LLM推論における強化学習の再考：能力学習ではなくスパースな方策選択

要旨

強化学習は大規模言語モデルにおける推論能力向上の標準的手法となっているが、RLが新たな戦略を教えるのではなく、ベースモデルが既に内包する解の集合上で確率質量を再配分していることを示す証拠が増えつつある。本研究では、RLが単にモデルを既知の経路へ誘導するだけであるならば、RL最適化ループ自体は本当に必要かという問いを立てる。複数のモデルファミリとRLアルゴリズムにわたるトークンレベルの分析を通じて、RLの有益な影響が、モデルがいずれの分岐を取るべきか不確かな高エントロピー決定点に集中した、スパースで予測可能な修正であることを見出した。影響を受けるトークン位置はわずか1～3%であり、促進されるトークンは常にベースモデルのトップ5候補内に存在し、それら少数の位置へのターゲット修正がRLによる精度向上の大部分を因果的に再現する一方、ランダムな修正では失敗する。ベースモデル自身のエントロピーは、RL訓練モデルを一切用いずにこれらの位置を特定し、修正全体は低次元であり、モデルパラメータのごく一部で表現可能である。これらの知見は、推論向上を能力獲得ではなくスパースな方策選択として再定義する。この洞察をReasonMaxxerへと具体化した。これは、エントロピーでゲートされた決定点のみに対比損失を適用する、最小限のRLフリー手法であり、数百のベースモデルロールアウトとオンライン生成を必要としない。3つのモデルファミリ、6つのスケール、6つの数学推論ベンチマークにおいて、ReasonMaxxerは完全なRL性能と同等またはそれを上回りながら、わずか数十の問題と単一GPUで数分の訓練を要するに過ぎず、訓練コストを約3桁削減する。

English

Reinforcement learning has become the standard for improving reasoning in large language models, yet evidence increasingly suggests that RL does not teach new strategies; it redistributes probability mass over solutions the base model already contains.

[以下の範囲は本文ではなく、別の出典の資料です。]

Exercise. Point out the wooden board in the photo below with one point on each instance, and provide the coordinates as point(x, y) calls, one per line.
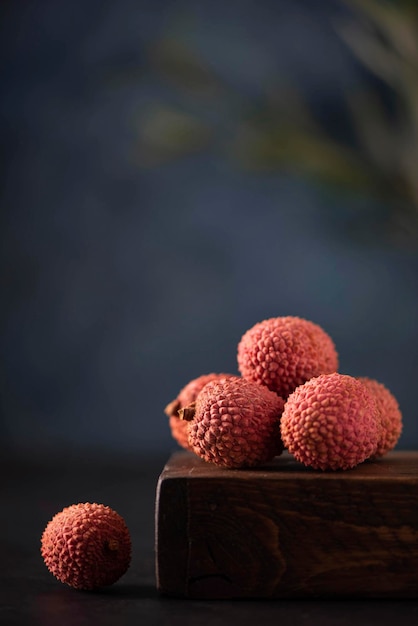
point(285, 531)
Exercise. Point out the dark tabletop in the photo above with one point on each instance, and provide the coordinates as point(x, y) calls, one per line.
point(33, 490)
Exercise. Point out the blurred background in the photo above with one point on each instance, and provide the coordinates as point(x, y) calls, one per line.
point(174, 172)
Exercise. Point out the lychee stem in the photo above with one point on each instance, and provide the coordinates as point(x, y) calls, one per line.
point(172, 408)
point(187, 413)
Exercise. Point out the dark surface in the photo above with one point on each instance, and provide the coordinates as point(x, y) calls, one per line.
point(32, 491)
point(286, 531)
point(123, 279)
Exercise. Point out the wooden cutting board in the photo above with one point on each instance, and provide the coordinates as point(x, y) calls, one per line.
point(286, 531)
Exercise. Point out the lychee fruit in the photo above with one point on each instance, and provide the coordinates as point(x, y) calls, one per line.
point(186, 396)
point(331, 422)
point(389, 413)
point(235, 423)
point(284, 352)
point(86, 546)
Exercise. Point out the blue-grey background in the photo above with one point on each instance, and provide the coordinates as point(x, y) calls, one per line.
point(130, 266)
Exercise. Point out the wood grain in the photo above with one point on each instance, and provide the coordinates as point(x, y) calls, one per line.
point(284, 531)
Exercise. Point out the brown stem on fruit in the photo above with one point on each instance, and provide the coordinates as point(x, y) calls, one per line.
point(187, 412)
point(172, 408)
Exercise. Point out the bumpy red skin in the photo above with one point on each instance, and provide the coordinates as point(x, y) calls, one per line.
point(236, 423)
point(331, 423)
point(187, 395)
point(390, 416)
point(86, 546)
point(284, 352)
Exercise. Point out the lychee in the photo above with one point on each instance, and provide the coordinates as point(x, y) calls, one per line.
point(389, 413)
point(284, 352)
point(331, 422)
point(186, 396)
point(235, 423)
point(86, 546)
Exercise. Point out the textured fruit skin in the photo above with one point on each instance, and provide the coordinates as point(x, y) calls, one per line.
point(331, 422)
point(86, 546)
point(236, 423)
point(186, 396)
point(390, 415)
point(284, 352)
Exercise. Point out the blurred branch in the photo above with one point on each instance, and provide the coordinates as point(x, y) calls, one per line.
point(281, 132)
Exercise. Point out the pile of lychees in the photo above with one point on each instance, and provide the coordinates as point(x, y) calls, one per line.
point(289, 395)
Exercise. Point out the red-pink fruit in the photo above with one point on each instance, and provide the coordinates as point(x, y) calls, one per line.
point(331, 422)
point(284, 352)
point(235, 423)
point(389, 413)
point(187, 395)
point(86, 546)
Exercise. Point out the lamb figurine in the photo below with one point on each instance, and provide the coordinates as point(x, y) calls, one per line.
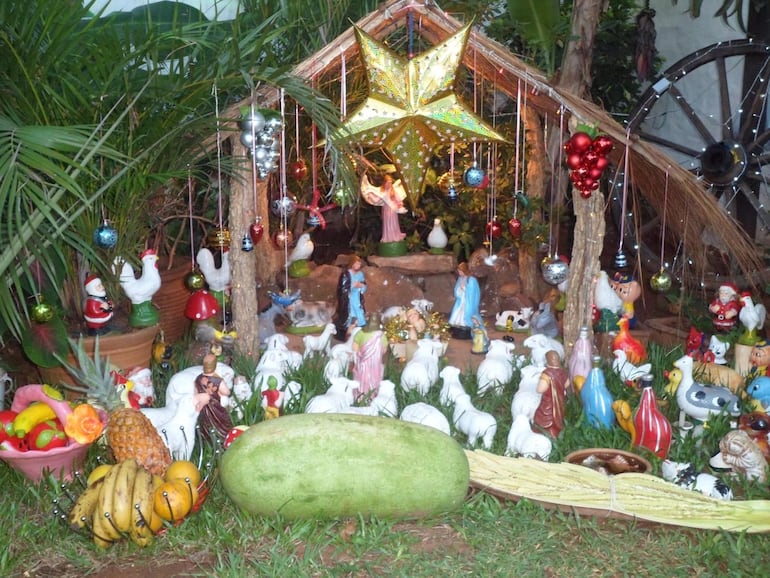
point(384, 403)
point(319, 343)
point(539, 345)
point(496, 369)
point(421, 372)
point(524, 442)
point(474, 423)
point(452, 387)
point(337, 398)
point(526, 400)
point(426, 415)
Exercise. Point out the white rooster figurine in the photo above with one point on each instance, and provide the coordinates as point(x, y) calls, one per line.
point(627, 371)
point(140, 291)
point(752, 317)
point(303, 249)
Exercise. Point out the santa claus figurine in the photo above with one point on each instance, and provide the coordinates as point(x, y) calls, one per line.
point(725, 307)
point(97, 310)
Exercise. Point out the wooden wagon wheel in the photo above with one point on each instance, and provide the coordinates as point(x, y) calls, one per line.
point(708, 113)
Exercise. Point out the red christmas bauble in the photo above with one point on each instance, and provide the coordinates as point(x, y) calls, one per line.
point(514, 227)
point(580, 141)
point(493, 229)
point(282, 238)
point(601, 163)
point(602, 144)
point(574, 160)
point(298, 170)
point(256, 231)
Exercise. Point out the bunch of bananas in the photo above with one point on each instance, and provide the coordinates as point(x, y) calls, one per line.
point(126, 500)
point(117, 504)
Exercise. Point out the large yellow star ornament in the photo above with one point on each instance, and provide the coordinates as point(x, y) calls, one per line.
point(412, 107)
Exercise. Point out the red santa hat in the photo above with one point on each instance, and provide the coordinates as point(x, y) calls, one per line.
point(91, 282)
point(731, 286)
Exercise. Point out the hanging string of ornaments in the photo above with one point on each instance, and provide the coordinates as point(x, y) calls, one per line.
point(587, 159)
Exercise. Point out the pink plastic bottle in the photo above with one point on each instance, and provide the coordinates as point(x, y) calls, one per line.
point(653, 430)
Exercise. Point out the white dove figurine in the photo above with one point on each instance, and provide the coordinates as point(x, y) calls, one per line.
point(627, 370)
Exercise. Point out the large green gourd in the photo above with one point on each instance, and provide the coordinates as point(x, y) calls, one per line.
point(338, 465)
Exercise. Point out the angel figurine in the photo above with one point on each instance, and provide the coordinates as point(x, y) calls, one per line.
point(390, 196)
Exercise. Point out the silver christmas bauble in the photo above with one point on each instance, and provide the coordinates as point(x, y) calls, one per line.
point(554, 270)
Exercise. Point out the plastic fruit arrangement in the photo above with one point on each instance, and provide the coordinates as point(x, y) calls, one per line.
point(24, 443)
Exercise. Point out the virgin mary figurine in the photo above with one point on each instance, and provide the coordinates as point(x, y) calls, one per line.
point(390, 196)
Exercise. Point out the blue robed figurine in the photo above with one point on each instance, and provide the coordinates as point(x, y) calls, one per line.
point(467, 299)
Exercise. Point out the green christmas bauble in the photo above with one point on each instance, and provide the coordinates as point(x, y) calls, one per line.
point(42, 313)
point(661, 281)
point(195, 281)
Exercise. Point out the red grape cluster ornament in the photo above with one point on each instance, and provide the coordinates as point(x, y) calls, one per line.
point(587, 159)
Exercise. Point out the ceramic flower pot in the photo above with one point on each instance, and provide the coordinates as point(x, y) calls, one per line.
point(610, 461)
point(60, 462)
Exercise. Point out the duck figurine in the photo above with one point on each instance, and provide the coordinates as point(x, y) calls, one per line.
point(625, 417)
point(700, 401)
point(674, 378)
point(630, 345)
point(437, 239)
point(626, 370)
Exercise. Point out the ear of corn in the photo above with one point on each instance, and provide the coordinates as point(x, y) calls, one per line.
point(631, 495)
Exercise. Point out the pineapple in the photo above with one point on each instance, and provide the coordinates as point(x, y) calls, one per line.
point(130, 434)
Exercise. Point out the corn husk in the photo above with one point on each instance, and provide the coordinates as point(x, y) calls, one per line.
point(629, 495)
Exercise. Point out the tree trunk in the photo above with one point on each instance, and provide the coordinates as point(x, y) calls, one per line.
point(575, 77)
point(535, 179)
point(244, 265)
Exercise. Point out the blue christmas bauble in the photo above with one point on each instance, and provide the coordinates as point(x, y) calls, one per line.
point(105, 236)
point(474, 176)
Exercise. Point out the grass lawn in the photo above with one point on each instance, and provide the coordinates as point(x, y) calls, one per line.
point(487, 537)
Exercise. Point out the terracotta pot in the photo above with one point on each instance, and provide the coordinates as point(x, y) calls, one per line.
point(610, 460)
point(60, 462)
point(124, 350)
point(171, 299)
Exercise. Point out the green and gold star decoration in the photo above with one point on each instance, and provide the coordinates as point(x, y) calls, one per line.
point(412, 107)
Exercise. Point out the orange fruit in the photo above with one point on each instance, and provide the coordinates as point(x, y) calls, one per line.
point(173, 500)
point(182, 470)
point(98, 473)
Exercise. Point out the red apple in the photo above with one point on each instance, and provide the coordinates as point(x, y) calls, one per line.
point(47, 435)
point(6, 425)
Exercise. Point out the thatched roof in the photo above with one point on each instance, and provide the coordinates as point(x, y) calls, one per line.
point(690, 211)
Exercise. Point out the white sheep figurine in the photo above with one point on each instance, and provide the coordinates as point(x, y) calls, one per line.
point(337, 398)
point(522, 441)
point(319, 343)
point(421, 372)
point(338, 364)
point(451, 386)
point(383, 404)
point(496, 369)
point(176, 425)
point(539, 345)
point(427, 415)
point(182, 383)
point(474, 423)
point(526, 400)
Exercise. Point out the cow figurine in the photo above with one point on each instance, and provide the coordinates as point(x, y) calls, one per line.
point(310, 313)
point(514, 320)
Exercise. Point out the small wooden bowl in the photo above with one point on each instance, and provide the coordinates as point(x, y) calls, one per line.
point(610, 461)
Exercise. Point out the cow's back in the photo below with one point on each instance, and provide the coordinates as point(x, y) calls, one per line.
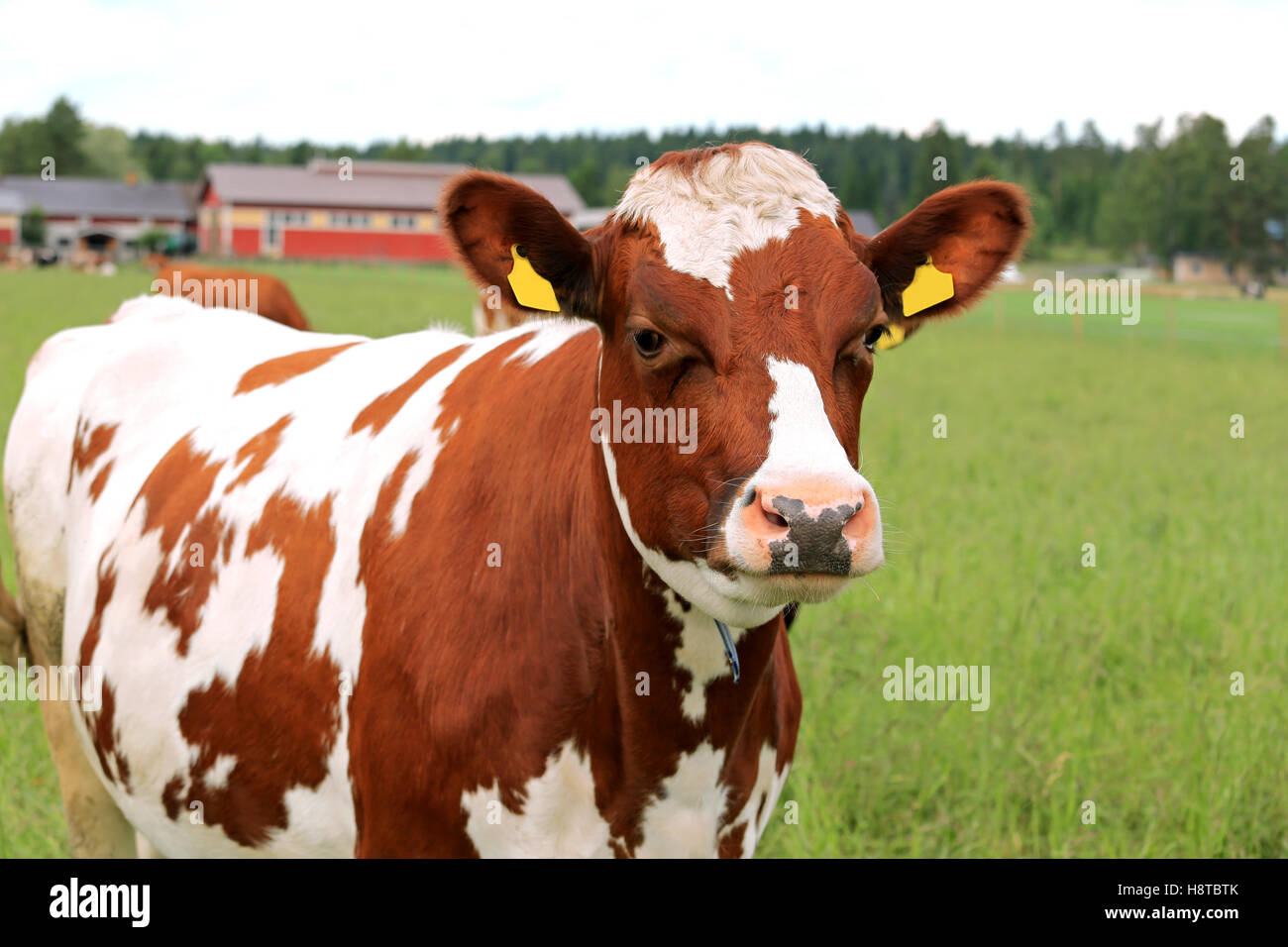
point(191, 486)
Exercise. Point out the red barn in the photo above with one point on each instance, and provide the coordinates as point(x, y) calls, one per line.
point(327, 210)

In this work, we ask: if RL merely steers the model toward paths it already knows, is the RL optimization loop itself necessary? Through token-level analysis across multiple model families and RL algorithms, we find that RL's beneficial footprint is a sparse, predictable correction concentrated at high-entropy decision points where the model is uncertain which branch to take. Only 1--3\% of token positions are affected, the promoted token always lies within the base model's top-5 alternatives, and targeted corrections at those few positions causally recover a large fraction of RL's accuracy gain, while random corrections fail. The base model's own entropy identifies these positions without any RL-trained model, and the entire correction is low-dimensional, representable in a tiny fraction of model parameters. These findings reframe reasoning improvement as sparse policy selection, not capability acquisition. We translate this insight into ReasonMaxxer, a minimal RL-free method that applies contrastive loss only at entropy-gated decision points, using a few hundred base-model rollouts and no online generation. Across three model families, six scales, and six math reasoning benchmarks, ReasonMaxxer matches or exceeds full RL performance while requiring only tens of problems and minutes of single-GPU training, a reduction in training cost of roughly three orders of magnitude.